Os desembargadores também elevaram o valor da indenização fixada em primeira instância (2ª Vara do Trabalho de Gravataí) de R$ 10 mil para R$ 50 mil. A empresa recorreu ao Tribunal Superior do Trabalho (TST).
De acordo com o processo, o trabalhador era tratado de forma pejorativa por colegas. Eles utilizavam expressões como “fardo” e “cruz para carregarmos”, referindo-se às sequelas motoras decorrentes de uma paralisia cerebral.
Conforme o autor da ação, ele também era submetido às mesmas metas que os demais colegas, o que era incompatível com o ritmo de trabalho que sua condição lhe impunha.
Em sua defesa, a empregadora alegou que adotou medidas para prevenir e coibir o assédio. Também afirmou que a conduta ofensiva partiu de colegas e não da empresa. Afirmou, ainda, que não houve comprovação de dano moral.
TRT
No entendimento da relatora do acórdão, juíza convocada Valdete Souto Severo, a empresa deixou de exercer o poder diretivo para cessar atos de preconceito contra o trabalhador, em inobservância aos princípios da igualdade, da inclusão e da dignidade da pessoa humana.
A decisão foi fundamentada na Lei 13.146/2015 (Estatuto da Pessoa com Deficiência) e nas convenções da Organização Internacional do Trabalho (OIT) de número 159 e 111, que tratam das oportunidades e emprego para pessoas com deficiência e de discriminação em matéria de emprego e ocupação, respectivamente.

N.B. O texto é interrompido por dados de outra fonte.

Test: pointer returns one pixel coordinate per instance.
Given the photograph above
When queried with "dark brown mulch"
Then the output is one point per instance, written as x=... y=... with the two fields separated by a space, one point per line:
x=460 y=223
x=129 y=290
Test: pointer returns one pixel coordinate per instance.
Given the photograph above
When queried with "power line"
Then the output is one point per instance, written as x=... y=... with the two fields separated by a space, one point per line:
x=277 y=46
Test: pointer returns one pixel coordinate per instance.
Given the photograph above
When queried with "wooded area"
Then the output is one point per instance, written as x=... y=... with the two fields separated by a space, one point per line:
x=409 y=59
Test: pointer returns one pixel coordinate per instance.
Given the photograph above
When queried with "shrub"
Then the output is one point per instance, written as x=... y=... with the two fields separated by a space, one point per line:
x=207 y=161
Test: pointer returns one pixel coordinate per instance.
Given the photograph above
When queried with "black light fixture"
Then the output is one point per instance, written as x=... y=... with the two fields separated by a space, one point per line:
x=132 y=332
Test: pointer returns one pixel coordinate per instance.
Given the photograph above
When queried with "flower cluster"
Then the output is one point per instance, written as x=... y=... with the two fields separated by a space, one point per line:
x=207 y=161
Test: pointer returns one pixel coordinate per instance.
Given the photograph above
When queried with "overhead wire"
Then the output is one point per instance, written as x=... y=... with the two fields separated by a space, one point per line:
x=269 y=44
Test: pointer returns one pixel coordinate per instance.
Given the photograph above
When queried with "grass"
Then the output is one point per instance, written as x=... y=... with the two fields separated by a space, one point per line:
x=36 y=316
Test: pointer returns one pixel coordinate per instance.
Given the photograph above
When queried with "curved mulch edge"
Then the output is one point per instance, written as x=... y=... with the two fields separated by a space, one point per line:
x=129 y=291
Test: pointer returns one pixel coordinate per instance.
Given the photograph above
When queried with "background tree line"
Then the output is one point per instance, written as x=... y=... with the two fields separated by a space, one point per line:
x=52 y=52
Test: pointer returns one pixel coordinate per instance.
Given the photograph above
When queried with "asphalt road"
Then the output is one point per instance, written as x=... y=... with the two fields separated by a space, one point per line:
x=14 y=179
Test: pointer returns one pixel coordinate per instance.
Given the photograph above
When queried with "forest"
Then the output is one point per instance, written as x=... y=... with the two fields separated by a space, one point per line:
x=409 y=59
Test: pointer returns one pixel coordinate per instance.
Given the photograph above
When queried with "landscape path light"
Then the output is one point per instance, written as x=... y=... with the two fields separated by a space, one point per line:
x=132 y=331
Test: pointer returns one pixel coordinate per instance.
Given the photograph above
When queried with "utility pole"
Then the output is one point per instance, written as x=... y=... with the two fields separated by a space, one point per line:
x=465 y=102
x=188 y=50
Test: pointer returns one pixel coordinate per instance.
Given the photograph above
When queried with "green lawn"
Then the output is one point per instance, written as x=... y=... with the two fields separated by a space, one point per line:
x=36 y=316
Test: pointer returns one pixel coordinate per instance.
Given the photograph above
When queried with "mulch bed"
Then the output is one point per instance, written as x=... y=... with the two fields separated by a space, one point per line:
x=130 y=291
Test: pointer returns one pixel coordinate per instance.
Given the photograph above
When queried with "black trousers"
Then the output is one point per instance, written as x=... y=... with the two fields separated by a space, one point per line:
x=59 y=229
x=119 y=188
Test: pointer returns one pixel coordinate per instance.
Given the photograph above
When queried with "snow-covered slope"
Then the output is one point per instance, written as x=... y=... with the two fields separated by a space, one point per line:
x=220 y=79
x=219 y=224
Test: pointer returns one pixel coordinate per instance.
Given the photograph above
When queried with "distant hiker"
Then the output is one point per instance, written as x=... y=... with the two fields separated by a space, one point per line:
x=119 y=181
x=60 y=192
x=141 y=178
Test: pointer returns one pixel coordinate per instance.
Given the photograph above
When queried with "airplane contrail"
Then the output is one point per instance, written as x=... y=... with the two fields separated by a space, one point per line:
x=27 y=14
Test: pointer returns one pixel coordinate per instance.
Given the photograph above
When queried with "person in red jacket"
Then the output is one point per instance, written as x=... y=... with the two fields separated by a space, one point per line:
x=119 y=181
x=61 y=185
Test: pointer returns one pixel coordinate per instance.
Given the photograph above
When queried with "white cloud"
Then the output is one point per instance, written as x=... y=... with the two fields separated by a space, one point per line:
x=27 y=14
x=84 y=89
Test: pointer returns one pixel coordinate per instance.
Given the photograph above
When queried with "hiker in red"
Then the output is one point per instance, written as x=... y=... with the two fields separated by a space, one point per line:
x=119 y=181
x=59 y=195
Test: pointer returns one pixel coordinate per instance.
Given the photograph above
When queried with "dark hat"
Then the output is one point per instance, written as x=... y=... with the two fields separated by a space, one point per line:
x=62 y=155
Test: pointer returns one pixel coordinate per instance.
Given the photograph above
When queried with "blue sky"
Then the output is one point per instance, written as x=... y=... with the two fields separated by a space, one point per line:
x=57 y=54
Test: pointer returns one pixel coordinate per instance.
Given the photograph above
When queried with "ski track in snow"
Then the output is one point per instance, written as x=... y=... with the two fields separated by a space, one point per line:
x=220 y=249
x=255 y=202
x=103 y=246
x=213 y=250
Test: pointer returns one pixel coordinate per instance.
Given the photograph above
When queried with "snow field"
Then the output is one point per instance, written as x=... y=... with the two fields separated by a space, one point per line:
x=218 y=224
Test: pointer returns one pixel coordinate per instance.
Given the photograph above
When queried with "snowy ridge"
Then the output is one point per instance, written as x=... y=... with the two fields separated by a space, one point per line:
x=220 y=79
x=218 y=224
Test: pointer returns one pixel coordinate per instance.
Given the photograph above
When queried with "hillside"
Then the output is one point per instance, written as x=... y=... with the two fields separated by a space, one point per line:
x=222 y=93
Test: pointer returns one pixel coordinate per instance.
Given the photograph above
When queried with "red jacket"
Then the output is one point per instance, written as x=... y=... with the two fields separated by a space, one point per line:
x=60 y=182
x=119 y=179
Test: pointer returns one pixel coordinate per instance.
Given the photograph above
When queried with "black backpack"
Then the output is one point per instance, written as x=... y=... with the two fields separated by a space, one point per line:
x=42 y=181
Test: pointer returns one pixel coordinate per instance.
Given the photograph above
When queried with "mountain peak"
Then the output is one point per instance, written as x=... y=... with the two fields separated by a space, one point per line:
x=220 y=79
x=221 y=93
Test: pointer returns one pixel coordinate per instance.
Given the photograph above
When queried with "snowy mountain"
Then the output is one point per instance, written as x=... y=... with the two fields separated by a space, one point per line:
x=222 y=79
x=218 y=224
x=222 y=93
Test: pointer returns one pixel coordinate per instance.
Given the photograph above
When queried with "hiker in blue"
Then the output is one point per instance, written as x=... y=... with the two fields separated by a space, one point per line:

Também embasaram a decisão o artigo 93 da Lei n.º 8.213/1991, sobre a reserva de vagas para pessoas com deficiência ou reabilitadas e o Protocolo para Julgamento com Perspectiva Interseccional da Justiça do Trabalho.
“O Protocolo aponta a necessidade de uma resposta jurisdicional que considere todas as formas de opressão, inclusive o que se tem denominado capacitismo, ou seja, formas de discriminação em razão da condição de saúde mental, psíquica ou física”, destacou a juíza Valdete.
O desembargador Marçal Henri dos Santos Figueiredo e a desembargadora Cleusa Regina Halfen também participaram do julgamento.